Three years ago today it was a Wednesday afternoon when a beautiful girl named Sydney went into a closet and ended her life with her father’s gun. It was a particularly humiliating high school break up that triggered the fall. I walk by her bench regularly, as it is on my favorite dog walking route passing into the heart of a wooded park in town. Her father built this memorial bench on the route that they used to run together.

Every time I walk by her bench, whether I am steeped in gratitude for the beautiful space I am in or lost in worry for the mental space I am trying to leave behind, I always have the same reflection about Sydney. Each time I am awakened again to the truth that our feelings, powerful enough to allow us to end our lives, really have nothing solid in them. When you are sixteen, feelings sweep you away like a sneaker wave in high tide- before long, the stories that attach to them become more real than the breath we are taking.

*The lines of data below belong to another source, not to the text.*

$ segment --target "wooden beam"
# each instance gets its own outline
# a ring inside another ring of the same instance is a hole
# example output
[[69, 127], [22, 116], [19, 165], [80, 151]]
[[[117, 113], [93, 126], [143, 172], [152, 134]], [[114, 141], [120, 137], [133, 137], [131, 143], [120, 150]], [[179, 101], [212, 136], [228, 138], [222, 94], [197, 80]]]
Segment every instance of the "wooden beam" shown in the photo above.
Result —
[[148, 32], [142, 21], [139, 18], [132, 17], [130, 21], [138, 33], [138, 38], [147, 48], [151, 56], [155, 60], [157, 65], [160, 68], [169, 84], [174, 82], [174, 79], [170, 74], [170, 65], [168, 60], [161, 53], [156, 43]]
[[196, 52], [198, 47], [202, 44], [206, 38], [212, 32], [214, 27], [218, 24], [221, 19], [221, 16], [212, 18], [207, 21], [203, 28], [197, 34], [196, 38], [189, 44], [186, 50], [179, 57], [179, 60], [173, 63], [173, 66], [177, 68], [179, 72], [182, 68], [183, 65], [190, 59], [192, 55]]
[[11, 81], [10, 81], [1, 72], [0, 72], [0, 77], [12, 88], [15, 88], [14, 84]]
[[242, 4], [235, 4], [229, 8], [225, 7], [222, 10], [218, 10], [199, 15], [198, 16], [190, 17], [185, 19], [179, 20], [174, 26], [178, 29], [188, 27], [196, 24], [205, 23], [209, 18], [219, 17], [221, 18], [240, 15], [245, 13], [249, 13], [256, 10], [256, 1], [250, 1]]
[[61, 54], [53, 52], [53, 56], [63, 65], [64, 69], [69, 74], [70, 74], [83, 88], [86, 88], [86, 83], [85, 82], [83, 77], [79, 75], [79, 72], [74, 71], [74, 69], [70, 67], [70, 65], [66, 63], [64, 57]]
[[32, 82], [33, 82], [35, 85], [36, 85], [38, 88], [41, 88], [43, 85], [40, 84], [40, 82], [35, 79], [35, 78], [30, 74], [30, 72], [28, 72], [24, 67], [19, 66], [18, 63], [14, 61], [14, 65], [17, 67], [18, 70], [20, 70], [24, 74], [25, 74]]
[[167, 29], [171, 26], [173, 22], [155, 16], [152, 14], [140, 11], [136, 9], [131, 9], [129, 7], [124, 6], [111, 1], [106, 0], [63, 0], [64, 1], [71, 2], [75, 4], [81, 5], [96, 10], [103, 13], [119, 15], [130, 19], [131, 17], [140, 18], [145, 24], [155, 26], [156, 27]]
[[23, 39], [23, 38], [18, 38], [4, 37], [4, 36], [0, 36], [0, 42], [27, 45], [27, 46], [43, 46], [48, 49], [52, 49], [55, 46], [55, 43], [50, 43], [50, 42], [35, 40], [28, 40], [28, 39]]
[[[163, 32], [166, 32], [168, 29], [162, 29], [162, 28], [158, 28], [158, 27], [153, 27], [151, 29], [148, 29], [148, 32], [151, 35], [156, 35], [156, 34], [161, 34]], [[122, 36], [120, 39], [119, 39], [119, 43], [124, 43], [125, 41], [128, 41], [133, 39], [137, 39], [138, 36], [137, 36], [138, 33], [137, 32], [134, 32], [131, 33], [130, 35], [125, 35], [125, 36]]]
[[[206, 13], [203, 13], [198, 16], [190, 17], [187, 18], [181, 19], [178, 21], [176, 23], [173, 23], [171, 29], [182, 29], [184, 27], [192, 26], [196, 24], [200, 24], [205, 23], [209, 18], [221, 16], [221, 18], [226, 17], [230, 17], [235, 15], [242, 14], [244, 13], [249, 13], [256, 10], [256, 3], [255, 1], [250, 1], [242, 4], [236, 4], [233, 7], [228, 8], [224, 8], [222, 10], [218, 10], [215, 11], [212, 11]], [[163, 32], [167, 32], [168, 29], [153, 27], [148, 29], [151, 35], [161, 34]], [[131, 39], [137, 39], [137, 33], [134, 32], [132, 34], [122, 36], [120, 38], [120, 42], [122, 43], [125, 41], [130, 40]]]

Each time I think of Sydney I think what one more hour could have meant in her life. How she would have laughed at herself just two days later, at the thought she would end it all, over him. I wonder if she had gotten a call from an old friend reminding her about the future moving towards her, could that have been enough time to escape the prison her mind constructed. Humiliation combined with rejection is a powerful dose of feelings that suffocates, from which it is hard to imagine an exit. Amazing how twelve hours would have brought some space, enough space to glimpse feeling some other way. The unbearable weight of emotions, like shame and pain evaporate with time. We learn with each experience how there is nothing solid in them,  just the stories with which we anchor them.

I suspect that this is the lasting gift that Sydney unknowingly left for her friends. If she had one more note to pass, I think she would tell them this, “Feelings are like a storm. Watch them pass, feel them and listen to them, but don’t let them swallow you up.  Don’t let the raging storm in your heart steal your future.”

Two days is a long time when you are sixteen,  you could probably weather two or three emotional storms and still have time for a rainbow to emerge. Loving Sydney’s memory should remind us all to give ourselves the time to see what comes next.